An email purportedly written by Pervez Hoodbhoy, an eminent Pakistani physicist, to Madanjeet Singh, in response to the latter’s column in The Hindu, is doing the rounds. It poignantly captures the darkness into which Pakistan has descended. The email is personal, sad and moving. Even hard-nosed Indians felt saddened on reading that email. However, they should save some tears for their homeland.
Also Read V. Anantha Nageswaran’s previous columns
In recent times in Pakistan, there has been a deferment of the introduction of sales tax (equivalent of value-added tax or goods and services tax, or GST) and withdrawal of fuel price hike at a speed that put governments in India to shame, that are known for their roll-backs. Both these decisions blow a big hole through Pakistan’s public finances that have been already severely undermined by the proxy and real wars that the country has waged on real and imagined enemies, by natural calamities and by sheer economic mismanagement. No wonder that Peterson Institute for International Economics has put out an interview with Mohsin Khan, a former economic adviser to the Pakistan government, with the poser whether Pakistan was headed for an economic meltdown.
In the course of the interview, Khan trots out the oft-repeated line that a collapsing Pakistan is not in India’s interest and that India should help Pakistan stabilize. First, a collapsing Pakistan is not in its own interest. Millions of well-to-do Pakistanis should realize that and act on it, before outsiders, including India, can help to rescue Pakistan from Pakistan.
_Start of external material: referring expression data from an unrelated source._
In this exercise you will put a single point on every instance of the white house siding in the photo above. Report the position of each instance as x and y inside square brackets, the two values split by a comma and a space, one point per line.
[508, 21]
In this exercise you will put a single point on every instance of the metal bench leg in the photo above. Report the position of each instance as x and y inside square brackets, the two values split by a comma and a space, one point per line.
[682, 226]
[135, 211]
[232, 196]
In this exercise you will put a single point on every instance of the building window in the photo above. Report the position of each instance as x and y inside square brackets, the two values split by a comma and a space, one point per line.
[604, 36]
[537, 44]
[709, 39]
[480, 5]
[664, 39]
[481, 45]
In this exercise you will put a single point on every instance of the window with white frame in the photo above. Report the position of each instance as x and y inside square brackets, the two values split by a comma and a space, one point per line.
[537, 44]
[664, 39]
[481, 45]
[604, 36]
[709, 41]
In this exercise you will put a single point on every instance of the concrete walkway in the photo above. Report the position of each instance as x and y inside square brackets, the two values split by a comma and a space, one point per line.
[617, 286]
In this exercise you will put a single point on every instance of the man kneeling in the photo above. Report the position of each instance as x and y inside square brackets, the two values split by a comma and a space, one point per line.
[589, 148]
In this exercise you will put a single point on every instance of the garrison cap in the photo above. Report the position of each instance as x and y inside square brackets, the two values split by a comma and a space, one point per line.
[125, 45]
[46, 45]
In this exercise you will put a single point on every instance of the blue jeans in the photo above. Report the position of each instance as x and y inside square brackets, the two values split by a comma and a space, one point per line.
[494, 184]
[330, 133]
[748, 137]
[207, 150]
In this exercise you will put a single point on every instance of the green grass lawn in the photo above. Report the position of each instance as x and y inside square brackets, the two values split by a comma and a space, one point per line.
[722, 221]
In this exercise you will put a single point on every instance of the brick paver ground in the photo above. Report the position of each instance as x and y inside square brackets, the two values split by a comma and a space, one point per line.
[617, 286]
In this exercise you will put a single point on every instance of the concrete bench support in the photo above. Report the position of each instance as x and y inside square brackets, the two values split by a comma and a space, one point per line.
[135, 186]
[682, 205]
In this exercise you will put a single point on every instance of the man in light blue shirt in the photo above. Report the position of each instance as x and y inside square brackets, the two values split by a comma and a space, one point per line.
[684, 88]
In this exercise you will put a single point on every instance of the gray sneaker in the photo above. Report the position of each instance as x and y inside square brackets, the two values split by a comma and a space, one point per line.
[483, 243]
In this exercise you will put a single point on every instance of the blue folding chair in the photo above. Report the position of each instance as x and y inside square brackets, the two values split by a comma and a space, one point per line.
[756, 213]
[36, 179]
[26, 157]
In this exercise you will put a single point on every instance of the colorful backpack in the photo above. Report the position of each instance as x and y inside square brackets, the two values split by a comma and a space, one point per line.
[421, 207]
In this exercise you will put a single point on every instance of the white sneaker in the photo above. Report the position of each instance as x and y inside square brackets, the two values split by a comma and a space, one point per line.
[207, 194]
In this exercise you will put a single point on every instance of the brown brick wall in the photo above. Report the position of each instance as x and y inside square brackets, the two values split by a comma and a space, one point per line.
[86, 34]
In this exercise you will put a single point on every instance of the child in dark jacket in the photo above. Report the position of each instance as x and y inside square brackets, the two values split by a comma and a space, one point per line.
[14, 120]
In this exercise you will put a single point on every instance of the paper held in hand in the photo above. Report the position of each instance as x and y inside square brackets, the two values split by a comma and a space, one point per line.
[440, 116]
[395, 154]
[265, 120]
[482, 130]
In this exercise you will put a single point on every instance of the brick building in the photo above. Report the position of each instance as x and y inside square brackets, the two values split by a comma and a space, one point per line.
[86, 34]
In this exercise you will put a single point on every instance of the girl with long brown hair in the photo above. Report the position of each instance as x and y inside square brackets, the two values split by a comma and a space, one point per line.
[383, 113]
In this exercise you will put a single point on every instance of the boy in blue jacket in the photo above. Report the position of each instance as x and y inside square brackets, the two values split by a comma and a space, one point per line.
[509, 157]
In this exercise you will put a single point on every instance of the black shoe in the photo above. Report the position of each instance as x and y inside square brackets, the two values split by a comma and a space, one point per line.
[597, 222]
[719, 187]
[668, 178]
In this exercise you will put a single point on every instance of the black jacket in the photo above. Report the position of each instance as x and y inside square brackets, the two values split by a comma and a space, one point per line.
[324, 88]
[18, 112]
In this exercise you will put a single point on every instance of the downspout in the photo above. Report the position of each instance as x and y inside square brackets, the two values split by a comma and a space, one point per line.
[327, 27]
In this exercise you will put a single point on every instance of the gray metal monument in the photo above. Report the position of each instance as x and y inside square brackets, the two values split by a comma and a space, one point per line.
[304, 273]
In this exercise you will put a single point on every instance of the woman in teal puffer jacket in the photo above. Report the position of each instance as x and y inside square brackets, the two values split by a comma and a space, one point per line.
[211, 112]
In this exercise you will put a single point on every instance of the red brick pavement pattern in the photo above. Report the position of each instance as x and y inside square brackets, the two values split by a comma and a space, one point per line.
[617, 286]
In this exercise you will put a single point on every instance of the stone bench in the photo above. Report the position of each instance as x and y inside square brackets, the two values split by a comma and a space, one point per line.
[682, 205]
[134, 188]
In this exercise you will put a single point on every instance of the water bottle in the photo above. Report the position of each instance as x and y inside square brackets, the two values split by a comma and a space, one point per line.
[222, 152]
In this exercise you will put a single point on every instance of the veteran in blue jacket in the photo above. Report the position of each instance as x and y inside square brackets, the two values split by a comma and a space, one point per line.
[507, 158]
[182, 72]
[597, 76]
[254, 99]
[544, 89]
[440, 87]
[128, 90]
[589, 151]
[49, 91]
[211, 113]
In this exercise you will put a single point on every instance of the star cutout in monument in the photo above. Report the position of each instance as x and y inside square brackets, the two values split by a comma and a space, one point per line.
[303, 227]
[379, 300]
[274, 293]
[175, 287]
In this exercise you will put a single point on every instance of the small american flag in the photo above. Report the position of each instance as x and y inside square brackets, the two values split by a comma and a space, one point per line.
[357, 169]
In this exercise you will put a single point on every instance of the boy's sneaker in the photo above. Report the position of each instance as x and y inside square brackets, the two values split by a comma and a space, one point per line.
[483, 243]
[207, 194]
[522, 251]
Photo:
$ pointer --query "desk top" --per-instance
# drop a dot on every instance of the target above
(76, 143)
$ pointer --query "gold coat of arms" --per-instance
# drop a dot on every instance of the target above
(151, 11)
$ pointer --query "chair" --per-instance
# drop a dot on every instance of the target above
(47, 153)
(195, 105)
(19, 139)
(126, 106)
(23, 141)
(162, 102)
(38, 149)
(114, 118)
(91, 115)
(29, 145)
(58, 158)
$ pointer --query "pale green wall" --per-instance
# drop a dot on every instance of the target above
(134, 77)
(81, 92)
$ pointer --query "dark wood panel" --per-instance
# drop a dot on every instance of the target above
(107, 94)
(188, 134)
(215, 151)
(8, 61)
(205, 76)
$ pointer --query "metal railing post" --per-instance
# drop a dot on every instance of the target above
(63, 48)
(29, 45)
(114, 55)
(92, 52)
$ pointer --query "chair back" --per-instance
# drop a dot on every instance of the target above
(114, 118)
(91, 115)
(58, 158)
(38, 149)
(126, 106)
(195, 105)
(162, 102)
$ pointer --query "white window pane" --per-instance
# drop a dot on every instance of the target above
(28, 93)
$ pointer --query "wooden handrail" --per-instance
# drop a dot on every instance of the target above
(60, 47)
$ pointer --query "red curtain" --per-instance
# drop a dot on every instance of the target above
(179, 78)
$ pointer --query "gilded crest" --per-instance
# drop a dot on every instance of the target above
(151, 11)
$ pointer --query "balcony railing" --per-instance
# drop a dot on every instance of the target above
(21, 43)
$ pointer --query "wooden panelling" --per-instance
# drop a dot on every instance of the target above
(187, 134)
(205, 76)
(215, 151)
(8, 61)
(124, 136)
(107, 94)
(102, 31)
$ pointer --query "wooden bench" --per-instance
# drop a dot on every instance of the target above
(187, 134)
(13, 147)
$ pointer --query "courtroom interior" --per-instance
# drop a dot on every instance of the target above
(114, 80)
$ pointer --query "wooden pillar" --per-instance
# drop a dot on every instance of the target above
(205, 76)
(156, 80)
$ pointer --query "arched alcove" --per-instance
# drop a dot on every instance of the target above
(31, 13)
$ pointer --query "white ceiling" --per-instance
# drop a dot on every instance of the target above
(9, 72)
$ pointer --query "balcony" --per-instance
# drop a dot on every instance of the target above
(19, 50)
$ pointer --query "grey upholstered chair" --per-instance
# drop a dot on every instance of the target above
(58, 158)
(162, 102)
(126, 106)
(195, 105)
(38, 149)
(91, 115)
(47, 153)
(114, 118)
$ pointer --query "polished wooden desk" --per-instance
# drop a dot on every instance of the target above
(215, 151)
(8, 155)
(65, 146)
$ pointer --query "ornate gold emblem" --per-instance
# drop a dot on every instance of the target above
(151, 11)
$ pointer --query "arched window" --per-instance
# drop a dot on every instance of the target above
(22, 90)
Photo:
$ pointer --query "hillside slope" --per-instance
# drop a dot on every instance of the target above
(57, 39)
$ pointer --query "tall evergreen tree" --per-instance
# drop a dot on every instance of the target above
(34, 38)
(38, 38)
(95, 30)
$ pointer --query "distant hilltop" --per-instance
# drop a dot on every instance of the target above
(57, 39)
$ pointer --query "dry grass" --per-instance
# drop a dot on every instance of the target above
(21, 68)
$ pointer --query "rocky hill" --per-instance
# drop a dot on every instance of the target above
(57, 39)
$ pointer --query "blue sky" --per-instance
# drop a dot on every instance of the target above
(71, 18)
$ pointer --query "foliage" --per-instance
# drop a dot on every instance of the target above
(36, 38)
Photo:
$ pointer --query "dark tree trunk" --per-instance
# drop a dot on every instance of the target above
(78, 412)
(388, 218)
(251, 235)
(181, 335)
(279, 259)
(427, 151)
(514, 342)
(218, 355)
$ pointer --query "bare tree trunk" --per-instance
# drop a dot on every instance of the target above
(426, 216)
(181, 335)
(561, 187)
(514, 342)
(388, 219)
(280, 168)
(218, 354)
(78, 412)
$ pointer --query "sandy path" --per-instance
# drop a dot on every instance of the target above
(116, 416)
From India’s perspective, collapse in governance and probity in public life and the failure to implement any meaningful economic reforms in the last six years are far more destabilizing than the collapse of Pakistan. Let us take the two reform measures that Pakistan has reneged on. India has reneged on them, too. The introduction of the GST has been deferred and fuel price reform has been incomplete. Opposition parties want a roll-back of the recent petrol price hike.
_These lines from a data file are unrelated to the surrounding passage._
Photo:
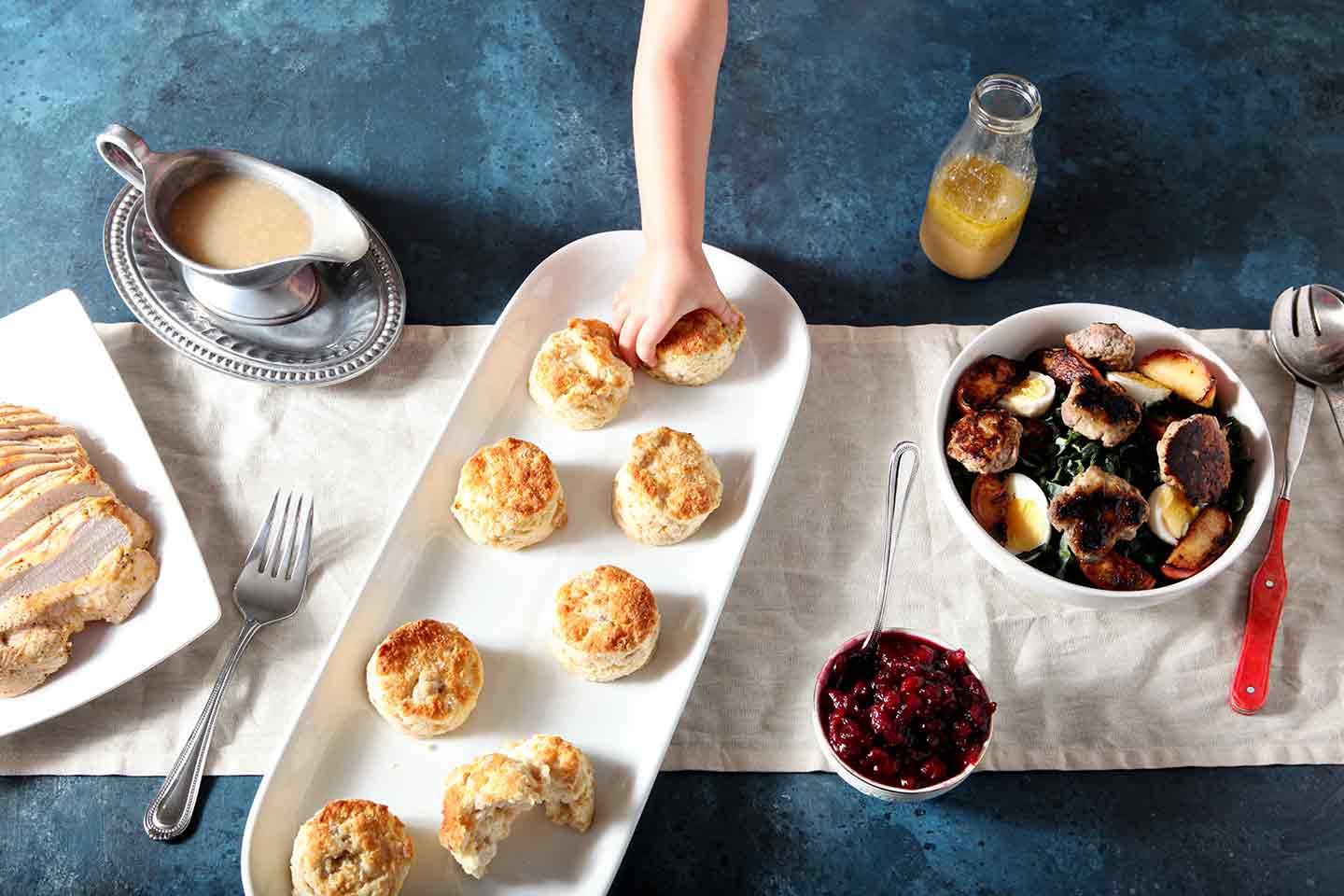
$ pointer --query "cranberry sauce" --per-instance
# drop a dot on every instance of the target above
(912, 716)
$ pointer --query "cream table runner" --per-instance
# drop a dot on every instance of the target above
(1075, 688)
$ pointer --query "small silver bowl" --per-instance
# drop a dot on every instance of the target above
(863, 783)
(265, 294)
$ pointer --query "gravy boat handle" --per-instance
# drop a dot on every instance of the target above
(127, 153)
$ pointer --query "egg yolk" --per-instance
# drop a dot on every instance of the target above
(1031, 387)
(1027, 525)
(1178, 513)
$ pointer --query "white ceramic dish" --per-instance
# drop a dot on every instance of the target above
(338, 746)
(863, 783)
(1044, 327)
(51, 359)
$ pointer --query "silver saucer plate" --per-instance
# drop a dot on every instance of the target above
(355, 326)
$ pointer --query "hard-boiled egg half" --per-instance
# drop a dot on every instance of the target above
(1169, 513)
(1031, 398)
(1139, 387)
(1027, 519)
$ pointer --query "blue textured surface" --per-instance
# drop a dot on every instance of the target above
(1190, 159)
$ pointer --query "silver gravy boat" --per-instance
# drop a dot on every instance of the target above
(272, 293)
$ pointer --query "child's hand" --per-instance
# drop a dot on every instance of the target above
(666, 285)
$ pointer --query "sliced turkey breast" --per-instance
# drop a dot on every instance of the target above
(69, 551)
(24, 418)
(21, 433)
(38, 497)
(43, 445)
(73, 547)
(9, 462)
(42, 528)
(28, 656)
(109, 593)
(11, 480)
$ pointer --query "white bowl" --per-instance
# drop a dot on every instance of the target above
(863, 783)
(1046, 327)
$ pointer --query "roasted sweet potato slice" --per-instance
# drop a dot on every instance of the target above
(1117, 572)
(989, 505)
(1183, 373)
(1060, 366)
(1204, 541)
(986, 382)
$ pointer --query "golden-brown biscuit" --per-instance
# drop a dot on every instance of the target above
(351, 847)
(425, 678)
(665, 489)
(480, 802)
(578, 378)
(509, 496)
(699, 348)
(566, 777)
(607, 623)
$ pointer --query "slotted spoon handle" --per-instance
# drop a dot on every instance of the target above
(1269, 589)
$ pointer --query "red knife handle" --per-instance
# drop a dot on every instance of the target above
(1269, 587)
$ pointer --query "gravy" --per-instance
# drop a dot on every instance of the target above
(230, 220)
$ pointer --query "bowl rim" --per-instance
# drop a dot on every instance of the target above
(1087, 595)
(840, 763)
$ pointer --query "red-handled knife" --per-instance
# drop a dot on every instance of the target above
(1269, 586)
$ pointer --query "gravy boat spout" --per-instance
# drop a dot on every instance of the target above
(273, 292)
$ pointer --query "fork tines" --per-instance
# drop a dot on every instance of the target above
(280, 553)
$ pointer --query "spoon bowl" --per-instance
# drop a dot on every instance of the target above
(1307, 330)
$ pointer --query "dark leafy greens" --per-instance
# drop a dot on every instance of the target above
(1136, 461)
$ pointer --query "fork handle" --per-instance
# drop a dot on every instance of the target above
(1269, 587)
(173, 807)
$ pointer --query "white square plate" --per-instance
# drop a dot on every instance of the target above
(339, 746)
(51, 359)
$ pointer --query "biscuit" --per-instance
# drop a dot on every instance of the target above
(480, 802)
(607, 623)
(699, 348)
(425, 679)
(665, 489)
(353, 847)
(566, 777)
(578, 378)
(509, 496)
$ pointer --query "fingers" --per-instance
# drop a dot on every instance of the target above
(629, 336)
(620, 312)
(720, 306)
(647, 343)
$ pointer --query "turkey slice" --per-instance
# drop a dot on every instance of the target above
(109, 592)
(11, 462)
(42, 443)
(38, 497)
(9, 480)
(21, 433)
(28, 656)
(73, 547)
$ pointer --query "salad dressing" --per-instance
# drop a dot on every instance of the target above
(973, 217)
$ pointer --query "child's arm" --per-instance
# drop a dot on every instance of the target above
(675, 73)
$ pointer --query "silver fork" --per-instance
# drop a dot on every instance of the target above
(269, 589)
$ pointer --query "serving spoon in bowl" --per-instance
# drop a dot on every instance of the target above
(898, 496)
(1295, 335)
The National Advisory Council (NAC), the extra-constitutional über-government in India, has virtually challenged the recommendations of the Rangarajan panel on the food security Bill. The panel has rightly questioned the feasibility of extending and guaranteeing the right to food to beyond the most needy and deserving segments of the population. The NAC has taken the “fight”, as it were, into the public domain. The Public Health Foundation of India wants public financing of healthcare and regulation of drug prices. The mind boggles at these recommendations for they display an obstinate and deliberate refusal to take cognizance of the ground realities of delivery of government services to the poor, not to mention the infeasibility of the government becoming a welfare state with its current level of deficit and debt.
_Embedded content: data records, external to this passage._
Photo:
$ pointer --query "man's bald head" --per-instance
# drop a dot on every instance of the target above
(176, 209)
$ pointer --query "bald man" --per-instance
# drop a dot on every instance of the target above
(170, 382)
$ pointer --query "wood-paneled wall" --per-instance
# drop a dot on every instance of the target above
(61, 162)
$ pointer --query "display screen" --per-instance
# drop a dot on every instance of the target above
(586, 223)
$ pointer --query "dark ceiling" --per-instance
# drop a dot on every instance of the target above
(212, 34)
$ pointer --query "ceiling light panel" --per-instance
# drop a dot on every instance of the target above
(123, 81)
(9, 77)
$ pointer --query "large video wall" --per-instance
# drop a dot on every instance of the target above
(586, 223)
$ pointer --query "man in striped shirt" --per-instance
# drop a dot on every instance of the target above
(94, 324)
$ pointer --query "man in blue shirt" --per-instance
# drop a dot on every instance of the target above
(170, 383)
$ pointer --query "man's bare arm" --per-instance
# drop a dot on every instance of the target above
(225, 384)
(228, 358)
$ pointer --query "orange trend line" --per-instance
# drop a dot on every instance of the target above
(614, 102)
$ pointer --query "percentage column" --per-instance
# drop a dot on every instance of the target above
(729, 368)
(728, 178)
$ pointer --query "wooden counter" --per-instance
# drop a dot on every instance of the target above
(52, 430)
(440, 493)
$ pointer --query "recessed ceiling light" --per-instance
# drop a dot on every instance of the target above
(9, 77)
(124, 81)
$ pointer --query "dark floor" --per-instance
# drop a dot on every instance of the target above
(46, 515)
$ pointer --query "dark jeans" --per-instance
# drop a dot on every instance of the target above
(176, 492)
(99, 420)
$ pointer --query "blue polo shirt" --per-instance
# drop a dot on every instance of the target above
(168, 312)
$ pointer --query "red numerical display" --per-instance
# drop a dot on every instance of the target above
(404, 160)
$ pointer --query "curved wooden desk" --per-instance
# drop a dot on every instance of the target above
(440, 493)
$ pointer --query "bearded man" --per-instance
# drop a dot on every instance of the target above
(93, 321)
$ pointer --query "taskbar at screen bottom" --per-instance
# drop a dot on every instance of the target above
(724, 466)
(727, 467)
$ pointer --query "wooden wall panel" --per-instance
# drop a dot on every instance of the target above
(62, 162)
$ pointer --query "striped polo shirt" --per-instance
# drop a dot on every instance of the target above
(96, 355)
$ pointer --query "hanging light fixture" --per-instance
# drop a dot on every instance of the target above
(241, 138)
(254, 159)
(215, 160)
India has one crucial advantage over Pakistan and that is economic growth. India’s economic growth makes its deficit and debt more manageable than that of Pakistan. But India’s savings rate has stagnated in recent years and has even declined marginally. Higher inflation will eat into household discretionary savings while public sector deficits (Central and state combined) would reduce government savings. The risk of the Indian saving rate coming below 30% is currently not recognized. On top of that, if capital productivity (return on capital) is eroded by rising costs and corruption, then the incremental capital-output ratio can rise to 5 and it is possible to bring India’s economic growth rate down to 6%.
The virtuous circle of rising savings, rising investment and accelerating economic growth would have turned into a vicious circle of falling savings, fleeing investment and decelerating economic growth rate. Many would dismiss this as fear-mongering. But Bare Talk draws upon three eminent Indians to counter such dismissals. One is M.K. Dhar, who was with the Intelligence Bureau. His latest post titled “Year of Scandals” (http://maloykrishnadhar.com/year-of-scandal) reveals the impressive pace at which sums involved in corruption have outpaced the rate of inflation. The second is Shankar Acharya who wrote that 2010 had raised fresh questions on India’s growth prospects (http://www.business-standard.com/india/news/shankar-acharya-new-threats-to-growth/421573/). Finally, on Saturday, veteran journalist T.N. Ninan wrote in the Business Standard that members of the Union cabinet were either stuck in a socialist time warp or cronies of business interests. They are neither pro-poor nor pro-market. In fact, more often both are one and the same. Many in India—and they are not just in the Congress Party—refuse to see this.
It is time we stopped asking our leaders to set an example. We should set an example in areas where we can. That means not urinating, defecating and spitting in public places and respecting traffic rules and traffic lights. These may not take care of India’s fiscal deficit immediately, but big successes have small beginnings.
As for leaders, Bare Talk thinks that Ramalinga Raju set them an example. Instead of continuing to preside over sleaze and plunder, he surrendered.